A commonly-asked questions by users new to ARToolKit, is "How can I draw (insert name of some visually wild concept) on a marker instead of this dumb cube?". The answer to this question is actually outside the scope of ARToolKit, since ARToolKit only sets up the drawing coordinate system inside OpenGL.. it does not try to address drawing of models itself. However, in order to use plain OpenGL drawing, or some external rendering library to render fancy drawing on top of your markers, you will need to know where to make changes to an application based on the typical ARToolKit samples. This following sections of this tutorial will show you how.

For users looking for a high quality renderer to pair with ARToolKit, we have developed osgART: ARToolKit for OpenSceneGraph. OpenSceneGraph (OSG) is a modern, well-supported and highly capable renderer, and ARToolKit's video acquisition and tracking can be seamlessly merged into the scene-graph rendering of OSG via the osgART library. OSG provides high-quality rendering in an OpenGL-friendly environment, with an extensible plugin architecture allowing a huge variety of rendering techniques to be used. Using osgART requires use of different application structure and techniques to the standard ARToolKit examples, and some knowledge of C++ (whereas ARToolKit is purely C-based).

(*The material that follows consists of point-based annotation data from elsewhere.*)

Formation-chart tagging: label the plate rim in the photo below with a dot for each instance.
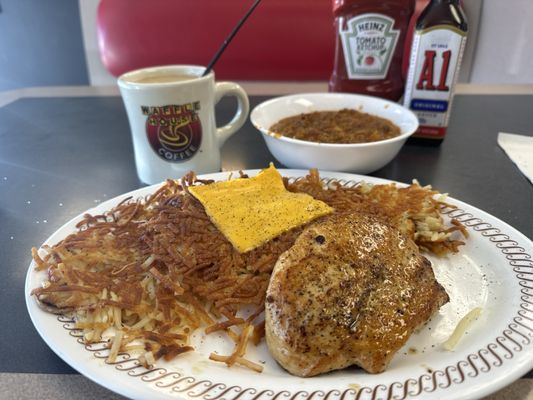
(486, 388)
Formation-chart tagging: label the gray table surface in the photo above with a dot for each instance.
(62, 155)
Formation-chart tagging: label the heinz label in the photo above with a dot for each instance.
(368, 43)
(174, 131)
(433, 70)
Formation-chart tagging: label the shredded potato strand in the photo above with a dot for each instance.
(153, 270)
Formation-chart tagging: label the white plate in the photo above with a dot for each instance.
(494, 270)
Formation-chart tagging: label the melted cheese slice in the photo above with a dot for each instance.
(251, 211)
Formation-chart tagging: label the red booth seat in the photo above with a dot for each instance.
(282, 39)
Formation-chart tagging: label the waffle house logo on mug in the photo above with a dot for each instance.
(174, 131)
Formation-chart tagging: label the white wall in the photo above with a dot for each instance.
(504, 52)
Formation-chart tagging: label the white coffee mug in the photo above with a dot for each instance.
(171, 111)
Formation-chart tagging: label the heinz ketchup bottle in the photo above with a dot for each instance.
(369, 46)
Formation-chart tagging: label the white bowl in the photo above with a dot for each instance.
(360, 158)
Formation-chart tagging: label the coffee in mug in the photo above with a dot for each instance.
(171, 111)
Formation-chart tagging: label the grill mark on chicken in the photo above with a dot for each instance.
(351, 290)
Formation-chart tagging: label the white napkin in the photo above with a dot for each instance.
(519, 148)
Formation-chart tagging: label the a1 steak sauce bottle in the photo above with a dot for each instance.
(436, 51)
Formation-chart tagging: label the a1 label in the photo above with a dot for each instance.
(435, 61)
(368, 43)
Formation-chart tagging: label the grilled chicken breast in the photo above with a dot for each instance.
(351, 290)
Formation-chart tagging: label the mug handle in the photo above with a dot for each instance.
(243, 107)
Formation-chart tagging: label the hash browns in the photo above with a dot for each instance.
(149, 272)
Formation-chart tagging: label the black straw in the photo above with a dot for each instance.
(228, 39)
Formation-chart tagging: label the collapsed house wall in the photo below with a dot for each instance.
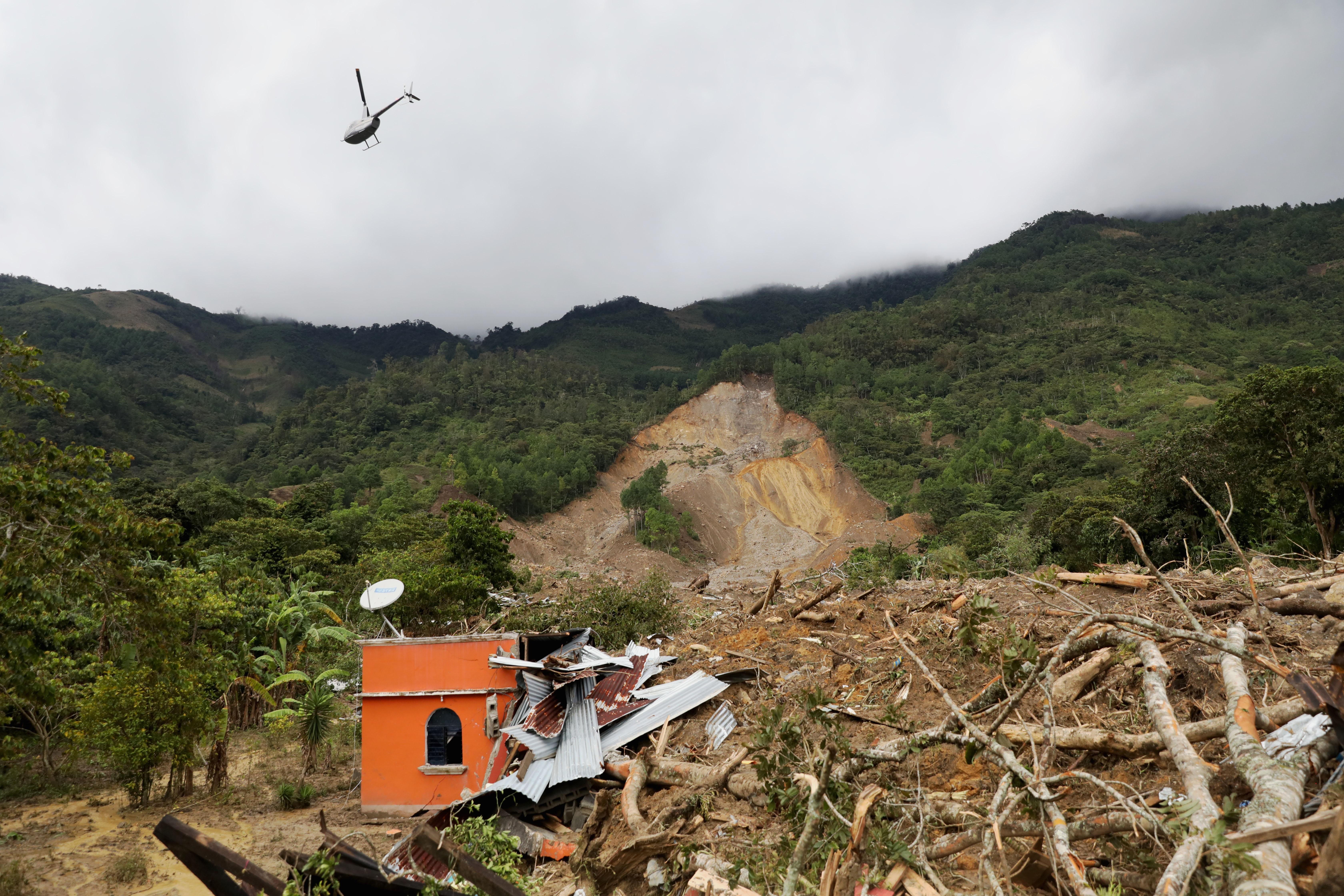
(406, 680)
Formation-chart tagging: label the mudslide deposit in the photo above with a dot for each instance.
(757, 507)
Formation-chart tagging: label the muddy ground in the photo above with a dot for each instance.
(68, 846)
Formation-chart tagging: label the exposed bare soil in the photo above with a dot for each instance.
(765, 491)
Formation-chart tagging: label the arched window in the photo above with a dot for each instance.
(444, 739)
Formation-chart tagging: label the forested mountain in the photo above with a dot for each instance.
(1034, 381)
(955, 404)
(1037, 382)
(644, 346)
(175, 385)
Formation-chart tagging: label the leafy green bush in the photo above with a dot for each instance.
(295, 796)
(130, 868)
(948, 562)
(656, 524)
(135, 717)
(495, 850)
(1017, 550)
(1087, 533)
(881, 563)
(616, 614)
(14, 880)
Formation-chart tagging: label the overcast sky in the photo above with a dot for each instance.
(573, 152)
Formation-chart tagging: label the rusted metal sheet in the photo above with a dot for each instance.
(608, 717)
(615, 691)
(548, 718)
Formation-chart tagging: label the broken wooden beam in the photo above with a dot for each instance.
(1323, 820)
(452, 855)
(764, 601)
(1134, 746)
(179, 836)
(818, 598)
(1121, 580)
(1306, 608)
(1318, 585)
(357, 879)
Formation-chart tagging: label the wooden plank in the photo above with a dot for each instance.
(1123, 580)
(1320, 821)
(171, 831)
(447, 851)
(216, 880)
(333, 841)
(366, 879)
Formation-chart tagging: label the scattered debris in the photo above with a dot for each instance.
(720, 726)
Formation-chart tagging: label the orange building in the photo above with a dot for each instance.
(432, 717)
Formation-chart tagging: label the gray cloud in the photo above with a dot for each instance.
(570, 152)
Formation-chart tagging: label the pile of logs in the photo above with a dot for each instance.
(226, 874)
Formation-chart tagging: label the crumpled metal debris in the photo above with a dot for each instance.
(1295, 735)
(720, 726)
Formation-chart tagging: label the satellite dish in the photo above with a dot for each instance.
(381, 594)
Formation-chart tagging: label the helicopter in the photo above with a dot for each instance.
(366, 128)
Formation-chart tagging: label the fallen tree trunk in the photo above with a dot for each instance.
(1068, 687)
(1116, 823)
(765, 598)
(1277, 788)
(1320, 585)
(685, 774)
(631, 796)
(1123, 580)
(1134, 746)
(818, 598)
(1195, 774)
(1220, 605)
(1306, 608)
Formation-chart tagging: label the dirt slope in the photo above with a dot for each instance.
(755, 510)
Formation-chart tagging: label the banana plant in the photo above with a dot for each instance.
(315, 713)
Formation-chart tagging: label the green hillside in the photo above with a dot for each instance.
(175, 385)
(644, 346)
(1017, 396)
(1135, 327)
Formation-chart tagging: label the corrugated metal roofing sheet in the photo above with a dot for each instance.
(615, 690)
(534, 785)
(608, 717)
(573, 645)
(580, 754)
(510, 663)
(720, 726)
(538, 688)
(690, 695)
(659, 691)
(548, 718)
(544, 747)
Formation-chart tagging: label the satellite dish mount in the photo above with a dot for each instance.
(382, 594)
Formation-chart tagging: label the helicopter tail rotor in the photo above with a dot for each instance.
(362, 92)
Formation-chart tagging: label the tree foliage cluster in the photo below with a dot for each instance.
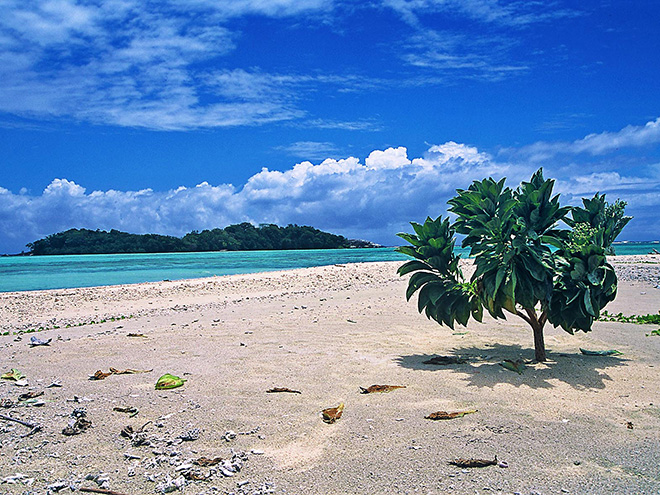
(525, 264)
(241, 237)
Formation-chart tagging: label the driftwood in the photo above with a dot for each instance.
(35, 427)
(100, 490)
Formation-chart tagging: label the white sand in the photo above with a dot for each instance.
(561, 425)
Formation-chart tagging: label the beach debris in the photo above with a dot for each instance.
(445, 360)
(190, 435)
(30, 395)
(610, 352)
(276, 390)
(35, 342)
(14, 374)
(439, 415)
(229, 435)
(332, 414)
(80, 423)
(99, 375)
(35, 427)
(168, 381)
(465, 463)
(206, 462)
(132, 411)
(115, 371)
(518, 365)
(380, 389)
(100, 490)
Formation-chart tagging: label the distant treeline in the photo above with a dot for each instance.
(241, 237)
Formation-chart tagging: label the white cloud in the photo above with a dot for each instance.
(374, 198)
(343, 195)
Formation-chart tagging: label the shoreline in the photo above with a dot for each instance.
(561, 426)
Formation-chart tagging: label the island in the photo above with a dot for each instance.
(240, 237)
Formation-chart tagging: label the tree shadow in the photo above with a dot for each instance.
(482, 368)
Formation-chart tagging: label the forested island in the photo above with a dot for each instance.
(240, 237)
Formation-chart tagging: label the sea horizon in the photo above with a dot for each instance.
(27, 273)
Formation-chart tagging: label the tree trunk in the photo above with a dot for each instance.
(537, 324)
(539, 344)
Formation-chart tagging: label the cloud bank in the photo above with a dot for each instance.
(370, 199)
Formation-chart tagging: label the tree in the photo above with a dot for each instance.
(524, 263)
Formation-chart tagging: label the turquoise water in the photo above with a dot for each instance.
(57, 272)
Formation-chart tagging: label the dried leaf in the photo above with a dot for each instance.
(14, 374)
(168, 381)
(473, 462)
(127, 431)
(99, 375)
(115, 371)
(206, 462)
(78, 427)
(445, 360)
(34, 341)
(332, 414)
(282, 389)
(380, 388)
(611, 352)
(130, 410)
(30, 395)
(518, 365)
(194, 475)
(446, 415)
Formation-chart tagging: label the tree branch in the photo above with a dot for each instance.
(525, 317)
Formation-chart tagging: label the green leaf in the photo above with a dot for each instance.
(168, 381)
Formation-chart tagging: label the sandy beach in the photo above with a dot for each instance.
(574, 424)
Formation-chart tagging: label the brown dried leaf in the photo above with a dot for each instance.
(282, 389)
(206, 462)
(127, 431)
(99, 375)
(473, 462)
(332, 414)
(380, 389)
(447, 415)
(115, 371)
(445, 360)
(194, 475)
(30, 395)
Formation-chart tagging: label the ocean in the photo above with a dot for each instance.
(22, 273)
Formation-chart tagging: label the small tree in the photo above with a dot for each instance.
(525, 264)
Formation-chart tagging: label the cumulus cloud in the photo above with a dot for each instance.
(374, 198)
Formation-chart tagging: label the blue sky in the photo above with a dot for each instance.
(352, 116)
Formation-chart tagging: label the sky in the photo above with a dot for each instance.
(353, 116)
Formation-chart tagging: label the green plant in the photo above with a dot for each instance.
(525, 264)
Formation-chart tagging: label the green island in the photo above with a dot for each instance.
(240, 237)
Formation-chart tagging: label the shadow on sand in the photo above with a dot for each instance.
(482, 369)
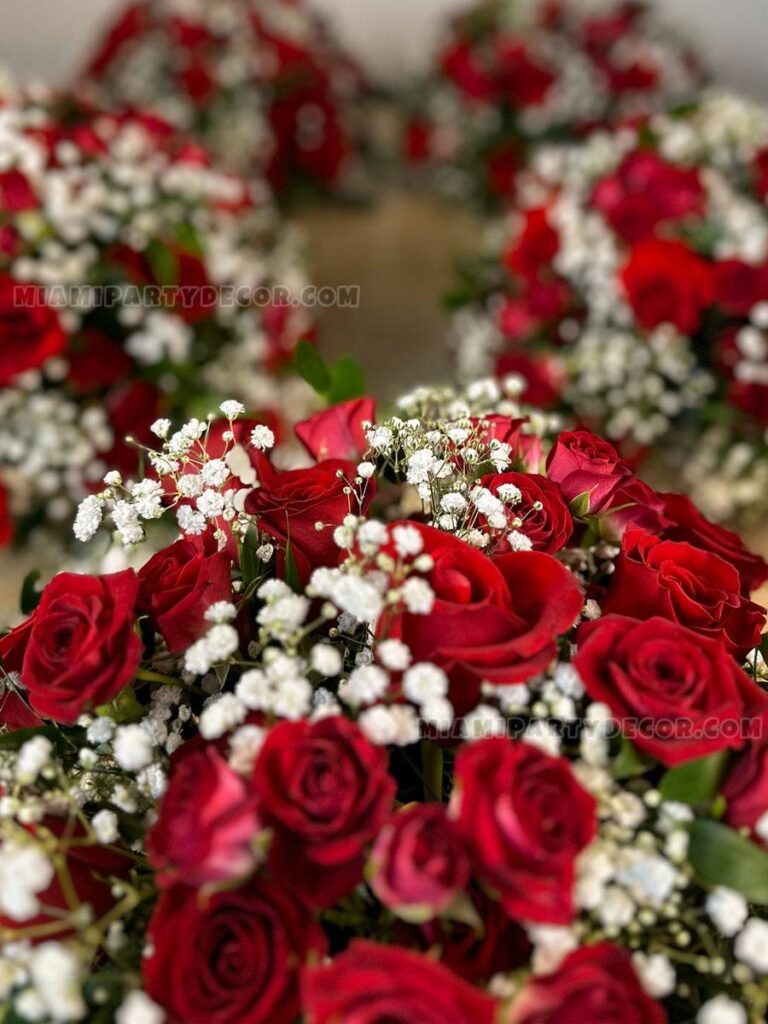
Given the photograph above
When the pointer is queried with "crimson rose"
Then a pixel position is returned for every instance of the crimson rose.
(179, 584)
(686, 585)
(289, 505)
(30, 332)
(688, 689)
(541, 513)
(230, 958)
(582, 463)
(418, 864)
(524, 818)
(494, 621)
(667, 283)
(79, 648)
(207, 820)
(371, 982)
(325, 791)
(595, 984)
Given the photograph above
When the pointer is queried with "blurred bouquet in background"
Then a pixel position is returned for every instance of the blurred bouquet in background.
(461, 722)
(515, 74)
(135, 281)
(259, 82)
(630, 290)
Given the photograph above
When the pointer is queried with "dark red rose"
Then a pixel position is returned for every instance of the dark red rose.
(326, 793)
(582, 464)
(179, 584)
(16, 194)
(494, 621)
(230, 958)
(79, 648)
(745, 787)
(535, 247)
(739, 286)
(596, 984)
(521, 80)
(644, 193)
(206, 823)
(419, 865)
(96, 361)
(372, 982)
(525, 819)
(668, 283)
(694, 588)
(676, 694)
(540, 513)
(476, 953)
(91, 870)
(290, 504)
(685, 522)
(338, 432)
(30, 331)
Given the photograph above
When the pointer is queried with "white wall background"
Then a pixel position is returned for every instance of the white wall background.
(50, 38)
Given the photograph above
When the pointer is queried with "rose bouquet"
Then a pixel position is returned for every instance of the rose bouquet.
(514, 74)
(631, 290)
(462, 722)
(260, 84)
(134, 280)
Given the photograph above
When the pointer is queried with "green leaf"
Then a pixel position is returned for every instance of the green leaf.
(310, 365)
(724, 857)
(630, 762)
(696, 781)
(347, 381)
(31, 593)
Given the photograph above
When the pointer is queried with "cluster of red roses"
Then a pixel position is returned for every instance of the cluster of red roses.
(632, 292)
(118, 246)
(514, 76)
(261, 85)
(243, 736)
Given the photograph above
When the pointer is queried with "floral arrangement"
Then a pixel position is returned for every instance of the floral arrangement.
(260, 84)
(461, 722)
(515, 74)
(135, 281)
(631, 290)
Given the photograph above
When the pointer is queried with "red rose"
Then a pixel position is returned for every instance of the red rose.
(79, 647)
(290, 504)
(686, 585)
(230, 958)
(418, 864)
(535, 247)
(584, 464)
(685, 522)
(524, 818)
(325, 791)
(644, 193)
(500, 946)
(179, 584)
(678, 695)
(593, 984)
(745, 790)
(739, 286)
(207, 821)
(494, 621)
(373, 982)
(337, 432)
(30, 331)
(90, 870)
(541, 512)
(667, 283)
(16, 194)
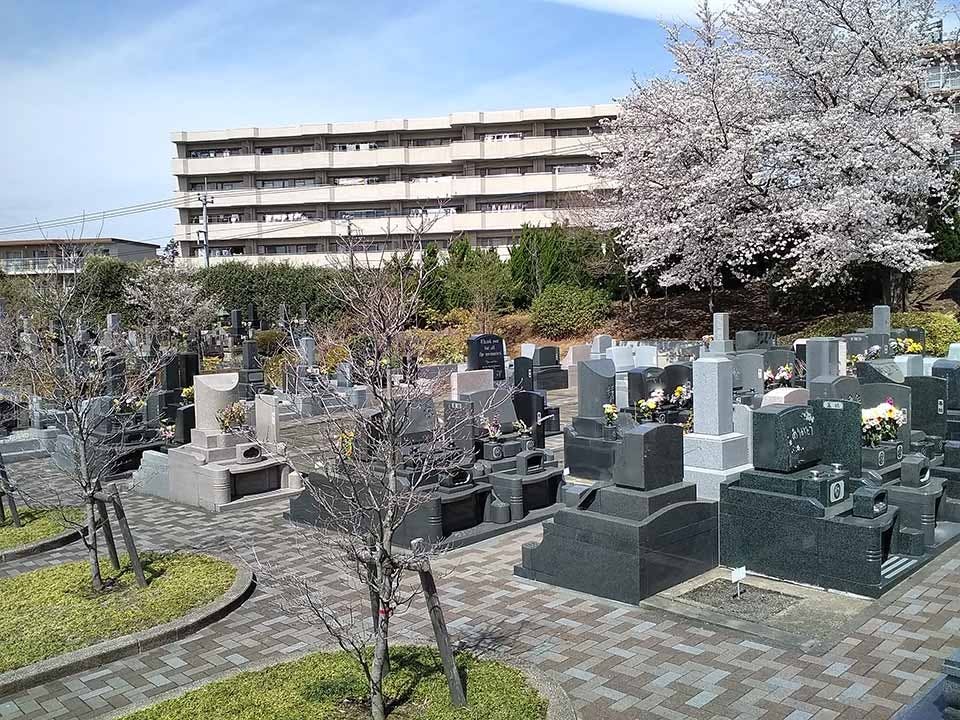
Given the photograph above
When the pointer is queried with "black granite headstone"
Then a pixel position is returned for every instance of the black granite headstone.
(523, 373)
(784, 438)
(949, 370)
(929, 404)
(641, 382)
(837, 422)
(485, 352)
(596, 387)
(651, 457)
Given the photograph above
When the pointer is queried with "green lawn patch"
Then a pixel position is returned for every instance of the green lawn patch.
(36, 525)
(331, 686)
(51, 611)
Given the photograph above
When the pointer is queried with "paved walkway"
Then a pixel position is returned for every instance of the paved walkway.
(615, 661)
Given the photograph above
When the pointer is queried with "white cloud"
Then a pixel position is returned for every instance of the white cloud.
(668, 10)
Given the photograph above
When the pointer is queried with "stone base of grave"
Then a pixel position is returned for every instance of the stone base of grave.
(712, 460)
(626, 544)
(153, 475)
(218, 473)
(28, 445)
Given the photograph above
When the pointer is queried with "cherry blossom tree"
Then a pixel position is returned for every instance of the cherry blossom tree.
(796, 136)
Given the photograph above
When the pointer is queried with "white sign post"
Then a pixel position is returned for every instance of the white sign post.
(738, 575)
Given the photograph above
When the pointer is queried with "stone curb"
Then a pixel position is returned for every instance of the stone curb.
(50, 543)
(559, 705)
(104, 652)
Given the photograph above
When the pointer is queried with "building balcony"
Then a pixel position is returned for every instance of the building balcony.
(429, 191)
(39, 266)
(455, 152)
(450, 224)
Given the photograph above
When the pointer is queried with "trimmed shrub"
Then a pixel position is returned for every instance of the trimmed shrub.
(269, 342)
(941, 328)
(564, 310)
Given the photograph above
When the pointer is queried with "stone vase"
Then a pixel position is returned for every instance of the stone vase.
(885, 454)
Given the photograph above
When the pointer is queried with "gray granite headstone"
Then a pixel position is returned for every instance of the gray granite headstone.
(823, 356)
(949, 370)
(596, 387)
(651, 457)
(713, 395)
(842, 387)
(873, 394)
(929, 404)
(881, 319)
(784, 438)
(838, 425)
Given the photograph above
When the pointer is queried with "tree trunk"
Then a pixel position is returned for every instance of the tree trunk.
(92, 555)
(378, 708)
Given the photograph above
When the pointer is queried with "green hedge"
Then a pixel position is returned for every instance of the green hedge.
(941, 328)
(564, 310)
(236, 283)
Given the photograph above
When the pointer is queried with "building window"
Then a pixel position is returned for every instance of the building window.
(285, 183)
(503, 206)
(295, 216)
(501, 137)
(218, 185)
(487, 172)
(348, 147)
(284, 149)
(215, 152)
(367, 180)
(361, 214)
(572, 168)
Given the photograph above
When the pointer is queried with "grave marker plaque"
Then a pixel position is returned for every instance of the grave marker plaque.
(485, 352)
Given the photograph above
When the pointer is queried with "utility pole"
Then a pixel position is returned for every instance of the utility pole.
(204, 234)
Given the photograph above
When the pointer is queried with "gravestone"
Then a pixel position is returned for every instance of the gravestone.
(485, 352)
(746, 340)
(838, 426)
(749, 369)
(857, 343)
(523, 373)
(881, 370)
(713, 453)
(470, 381)
(844, 387)
(641, 382)
(530, 407)
(784, 438)
(786, 396)
(213, 393)
(823, 357)
(622, 357)
(721, 342)
(929, 404)
(599, 346)
(909, 364)
(949, 370)
(547, 373)
(651, 457)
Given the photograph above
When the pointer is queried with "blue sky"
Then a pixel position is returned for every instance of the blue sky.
(92, 90)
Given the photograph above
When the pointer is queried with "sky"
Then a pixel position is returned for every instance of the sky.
(92, 90)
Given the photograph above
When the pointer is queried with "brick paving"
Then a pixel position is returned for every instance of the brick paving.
(614, 660)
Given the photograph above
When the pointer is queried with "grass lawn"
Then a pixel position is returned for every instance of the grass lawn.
(36, 525)
(331, 686)
(53, 610)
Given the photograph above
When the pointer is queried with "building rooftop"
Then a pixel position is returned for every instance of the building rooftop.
(403, 124)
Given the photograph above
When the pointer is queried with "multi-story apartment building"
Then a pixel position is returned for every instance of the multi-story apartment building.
(34, 256)
(300, 193)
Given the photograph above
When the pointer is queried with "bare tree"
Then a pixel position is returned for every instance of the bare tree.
(372, 468)
(92, 382)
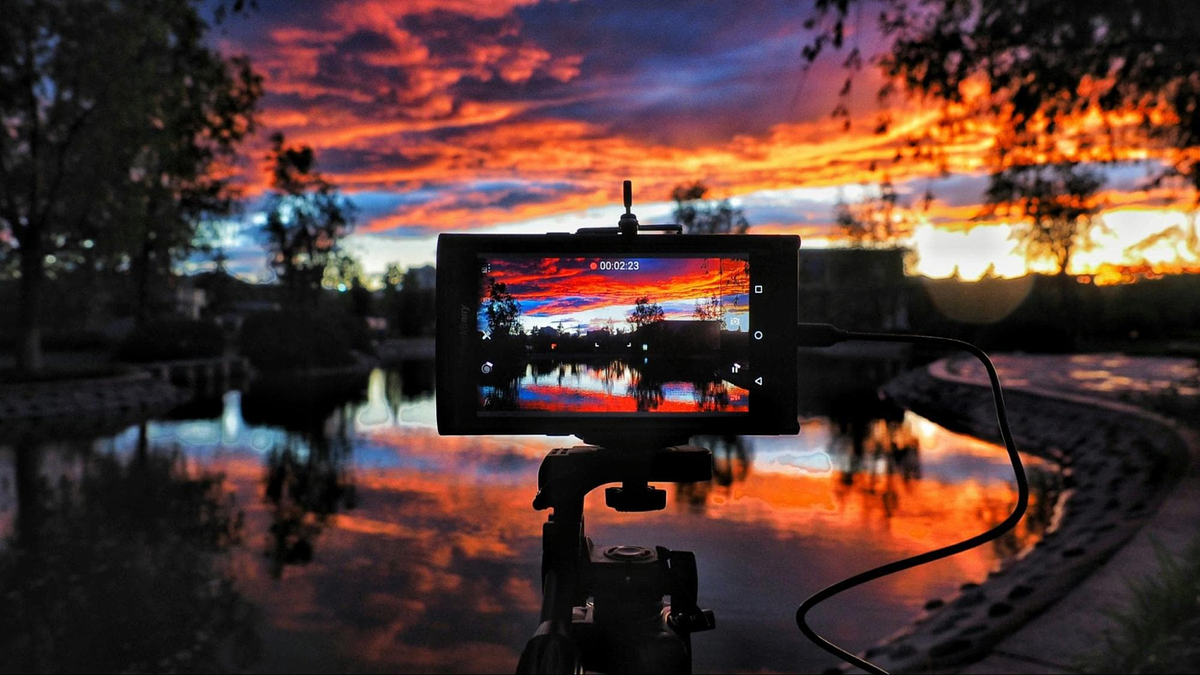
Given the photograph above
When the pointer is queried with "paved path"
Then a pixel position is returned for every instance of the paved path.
(1074, 626)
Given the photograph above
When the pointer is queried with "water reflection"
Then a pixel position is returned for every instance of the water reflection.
(123, 563)
(612, 384)
(389, 548)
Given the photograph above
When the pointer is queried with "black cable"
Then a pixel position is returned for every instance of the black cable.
(825, 335)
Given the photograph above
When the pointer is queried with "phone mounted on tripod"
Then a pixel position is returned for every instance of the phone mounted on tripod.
(634, 344)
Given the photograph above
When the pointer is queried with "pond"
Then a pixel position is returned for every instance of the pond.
(258, 532)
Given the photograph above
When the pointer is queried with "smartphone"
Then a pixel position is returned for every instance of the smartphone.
(645, 338)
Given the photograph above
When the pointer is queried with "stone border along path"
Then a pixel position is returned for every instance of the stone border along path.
(1116, 465)
(51, 410)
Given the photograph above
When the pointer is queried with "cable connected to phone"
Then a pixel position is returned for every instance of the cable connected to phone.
(826, 335)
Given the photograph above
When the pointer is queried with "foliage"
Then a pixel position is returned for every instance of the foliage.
(1056, 205)
(118, 117)
(295, 340)
(503, 311)
(414, 304)
(877, 220)
(171, 339)
(1061, 81)
(1157, 631)
(645, 314)
(709, 310)
(306, 220)
(702, 216)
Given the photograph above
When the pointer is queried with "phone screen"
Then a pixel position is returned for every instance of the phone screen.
(613, 334)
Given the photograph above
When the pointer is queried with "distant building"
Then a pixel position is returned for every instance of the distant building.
(426, 276)
(855, 288)
(190, 300)
(234, 314)
(682, 338)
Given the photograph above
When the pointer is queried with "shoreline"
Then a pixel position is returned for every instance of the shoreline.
(1105, 501)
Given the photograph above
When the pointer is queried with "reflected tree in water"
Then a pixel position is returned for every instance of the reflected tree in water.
(307, 482)
(876, 457)
(121, 565)
(732, 458)
(647, 393)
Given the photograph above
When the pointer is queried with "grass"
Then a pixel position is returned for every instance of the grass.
(1159, 629)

The extra investment in learning how to use osgART pays off very quickly however, as everything that can be accomplished with ARToolKit can be easily embedded into applications sporting the huge power of OSG. osgART is the path-to rapid development of high-quality AR and MR applications.

If you are interested in the scene-graph based approach to AR applications offered by osgART, we suggest you switch to reading the osgART documentation.

If using osgART isn't an option for you, the standard ARToolKit does include support for one external rendering library: OpenVRML. Although VRML (http://en.wikipedia.org/wiki/VRML) is not usually associated with visually-realistic 3D content, it is flexible and well-supported by many 3D toolsets. OpenVRML (http://www.openvrml.org) provides an open-source parser and renderer for VRML97 and X3D files, including support for texturing, animation and networked content, and is supported on a variety of platforms including Windows, Mac OS X (through the Fink package manager) and Linux (through the Debian package system).